A comissária-chefe adjunta da Scotland Yard, Cressida Dick, será criticada no relatório da Comissão Independente de Queixas à Polícia (IPCC) sobre o caso do brasileiro Jean Charles de Menezes, que foi morto ao ser confundido com um terrorista em julho de 2005 em uma estação do metrô de Londres.
Segundo os jornais “The Guardian” e “News of the World”, o relatório, que será divulgado na quinta-feira (8), criticará Cressida por não haver sido suficientemente clara nas ordens transmitidas a seus subordinados de deter Menezes antes que entrasse na estação de metrô, onde o brasileiro acabaria sendo morto a tiros pelos agentes.
No processo judicial, Dick disse que não tinha dado a ordem de atirar para matar, e sim tinha ordenado simplesmente que seus homens interceptassem o indivíduo antes que entrasse na estação de metrô de Stockwell, em Londres.
Os agentes da unidade antiterrorista da Scotland Yard seguiram Jean Charles até ele entrar na estação de metrô, onde atiraram no jovem à queima-roupa em um vagão, enquanto os outros passageiros fugiam apavorados.
Apesar desse ocorrido em 22 de julho de 2005, um dia depois dos atentados fracassados contra o sistema de transportes da capital, Cressida foi promovida no ano seguinte a comissária-chefe adjunta por recomendação do principal responsável da Scotland Yard, Ian Blair.
A publicação desse novo relatório, indica o “Guardian”, fará aumentar as pressões para que Blair renuncie, o que este se negou a fazer até agora, apesar dos pedidos nesse sentido da oposição conservadora e de grande parte da imprensa, que chegou a dizer que ele era um homem “sem honra”.
Ian Blair se beneficiou até agora do apoio tanto do governo trabalhista britânico quanto do prefeito de Londres, Ken Livingstone.
Segundo o “Guardian”, a estratégia do governo consiste em minimizar o dano que esse relatório pode causar a Blair, culpando em parte os agentes que estavam no comando da operação.

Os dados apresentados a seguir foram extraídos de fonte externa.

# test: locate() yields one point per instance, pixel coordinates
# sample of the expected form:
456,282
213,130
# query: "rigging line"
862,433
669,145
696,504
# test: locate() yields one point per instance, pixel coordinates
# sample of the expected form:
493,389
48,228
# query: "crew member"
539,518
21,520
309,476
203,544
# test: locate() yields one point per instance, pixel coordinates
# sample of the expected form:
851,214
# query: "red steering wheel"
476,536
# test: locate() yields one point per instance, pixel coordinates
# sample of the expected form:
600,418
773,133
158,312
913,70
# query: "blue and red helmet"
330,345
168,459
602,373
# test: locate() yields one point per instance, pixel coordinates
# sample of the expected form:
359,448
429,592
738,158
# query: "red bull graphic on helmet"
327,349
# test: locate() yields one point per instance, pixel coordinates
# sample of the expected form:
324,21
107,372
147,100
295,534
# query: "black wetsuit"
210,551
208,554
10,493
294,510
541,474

O jornal acredita que o relatório da Comissão Independente de Queixas à polícia criticará a decisão de Ian Blair de tentar bloquear sua investigação do caso, porque prejudica a confiança pública nessa força.

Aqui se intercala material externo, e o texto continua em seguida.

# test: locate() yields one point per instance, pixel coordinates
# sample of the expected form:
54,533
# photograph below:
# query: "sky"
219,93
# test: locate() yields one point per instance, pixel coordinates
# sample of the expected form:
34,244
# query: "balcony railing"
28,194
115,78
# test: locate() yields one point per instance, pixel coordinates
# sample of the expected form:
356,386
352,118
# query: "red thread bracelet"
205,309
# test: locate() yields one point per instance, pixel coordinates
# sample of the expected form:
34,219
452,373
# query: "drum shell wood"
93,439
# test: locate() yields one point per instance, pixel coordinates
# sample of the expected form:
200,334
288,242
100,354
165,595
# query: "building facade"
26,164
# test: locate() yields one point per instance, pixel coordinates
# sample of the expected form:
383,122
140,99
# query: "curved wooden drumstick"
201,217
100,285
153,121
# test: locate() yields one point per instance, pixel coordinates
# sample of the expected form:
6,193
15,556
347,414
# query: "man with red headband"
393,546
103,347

A Procuradoria da Coroa já estudou o relatório da Comissão, mas, segundo algumas fontes, a menos que se apresentem novas provas, nenhum agente ou funcionário da Scotland Yard será acusado formalmente.
Foi considerada pela Procuradoria a possibilidade de acusar Cressida de homicídio, mas renunciou a isso diante da falta de provas.
Na semana passada, o tribunal londrino de Old Bailey declarou a Polícia Metropolitana de Londres culpada de erros “catastróficos” que levaram à morte do brasileiro, por isso a Scotland Yard terá que pagar uma multa de 175 mil libras (cerca de R$ 632 mil) e dos custos judiciais, de 375 mil libras (aproximadamente R$ 1,3 milhões).
O brasileiro chegou a recebeu até oito tiros (sete na cabeça e um no ombro) ao ser confundido com Hussain Osman, um dos terroristas dos atentados fracassados de 21 de julho de 2005.